Journalist: Ah Penny, I'm actually Vanessa Gorman doing a story on David Pocock for Australian Story next week. How do you think he's going in the Senate?
Foreign Minister: Oh look, he’s a very decent man, I though his first speech was excellent and he’s been really decent to deal with. So, I look forward to working with him.
Journalist: Oh sorry – just with the climate change bill going through the Senate.
Foreign Minister: It hasn't gone through yet.
Journalist: Hasn’t gone through yet.
Foreign Minister: No, it hasn't gone through because the Coalition has been filibustering on another piece of legislation and demonstrating yet again that they really don't want to do the right thing on climate. I look forward to them deciding that they might actually want to start debating the bill. Otherwise, we will know yet again that Matt Canavan and the Nationals are in charge of their climate policy and we've seen this movie before in the last nine years.
Journalist: We have, we have. I mean, just a last question on that and I'll go over to my colleagues, but the Lambie, Tyrrell and Pocock are asking for a few amendments. Is that something that the government is going to…
Foreign Minister: Well look, I'm going to leave it to Chris Bowen to deal with the outcome of those discussions. I would say to those senators, Pocock, Lambie and Tyrrell, thank you for your willingness to engage on this. I think the Australian people in the last election, they turned. They've had enough of the climate wars and they want a framework that we can afford. The skyrocketing cost of energy is an example
of the cost of the political uncertainty resulting from the Coalition's division of nearly a decade.

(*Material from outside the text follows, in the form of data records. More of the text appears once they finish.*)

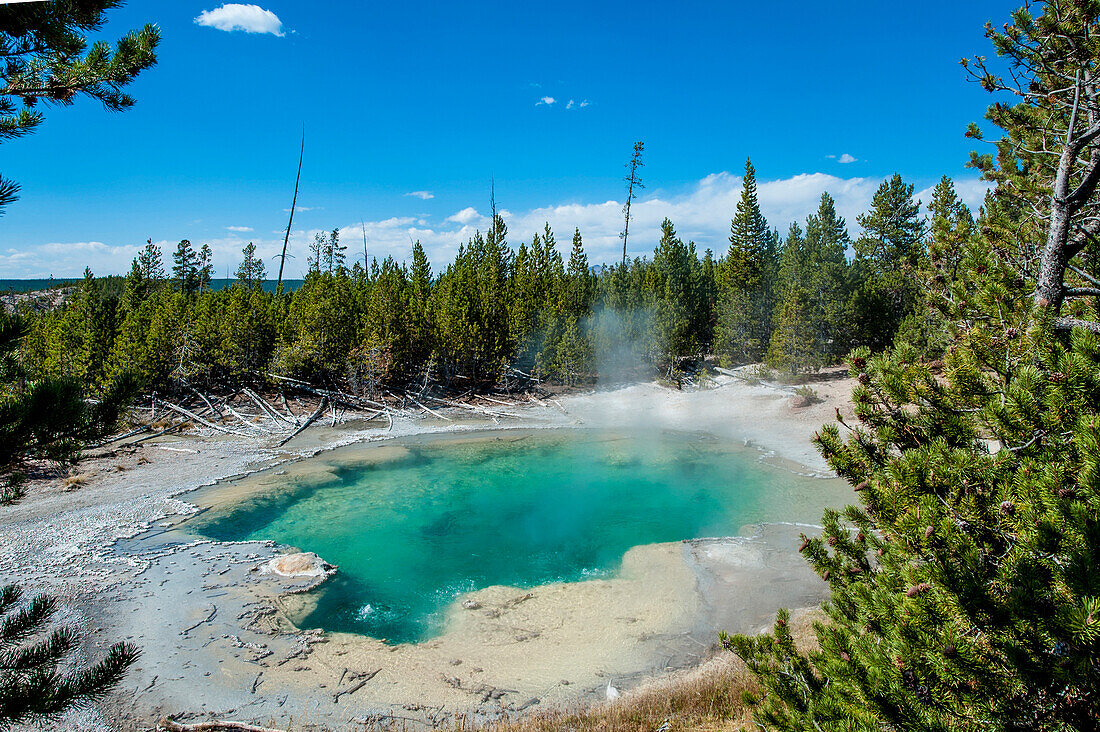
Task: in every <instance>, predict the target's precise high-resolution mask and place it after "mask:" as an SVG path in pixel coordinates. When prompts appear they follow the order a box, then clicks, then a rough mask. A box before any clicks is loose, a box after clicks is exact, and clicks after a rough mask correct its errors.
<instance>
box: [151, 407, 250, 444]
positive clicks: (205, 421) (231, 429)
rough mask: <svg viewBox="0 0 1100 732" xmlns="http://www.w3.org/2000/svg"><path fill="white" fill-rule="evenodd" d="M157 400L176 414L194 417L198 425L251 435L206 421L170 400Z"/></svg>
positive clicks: (226, 430) (194, 413)
mask: <svg viewBox="0 0 1100 732" xmlns="http://www.w3.org/2000/svg"><path fill="white" fill-rule="evenodd" d="M157 402H160V403H161V404H163V405H164V406H166V407H168V408H169V409H172V411H173V412H175V413H177V414H182V415H184V416H185V417H190V418H191V419H194V420H195V422H197V423H199V424H200V425H204V426H206V427H209V428H210V429H213V430H216V431H219V433H229V434H231V435H240V436H241V437H252V435H249V434H245V433H242V431H238V430H235V429H230V428H229V427H222V426H221V425H216V424H213V423H212V422H207V420H206V419H204V418H202V417H200V416H198V415H197V414H195V413H194V412H190V411H188V409H185V408H184V407H182V406H177V405H175V404H173V403H172V402H165V401H164V400H157Z"/></svg>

Journalist: We have seen a confirmation that Prime Minister Sogavare will be visiting Australia. How are relations going with the Solomon Islands considering the pact that they signed with China? Have things sort of been moving in the right direction there?
Foreign Minister: Well, we welcome the Prime Minister’s visit. We welcome his assurance given to the Prime Minister, to me and publicly that Australia remains the security partner of choice. We are of the view –Australia is of the view, that security is best provided by the Pacific family, of which we are a part.
Journalist: Minister, I believe there's been a couple of senators who will be moving motions, disallowance motions around the $18 million which was given to the Governor-General’s Foundation. Can you tell me anything about that? About what Labor might do with that?
Foreign Minister: I'm not clear about where that's at, in terms of the Senate. Obviously we asked some questions about that in estimates.
Journalist: More on the Solomons, apologies if this one's already been asked. But where are we at with the ship blockade? The so – so called ship blockade.
Foreign Minister: Let's be careful in our use of language. I don't think that's an accurate reflection. I think there has been an indication from Solomon Islands that obviously that they are making decisions about ship visits and we look forward to Australia and Australian ships continuing to visit. And I understand from public reports – that will continue.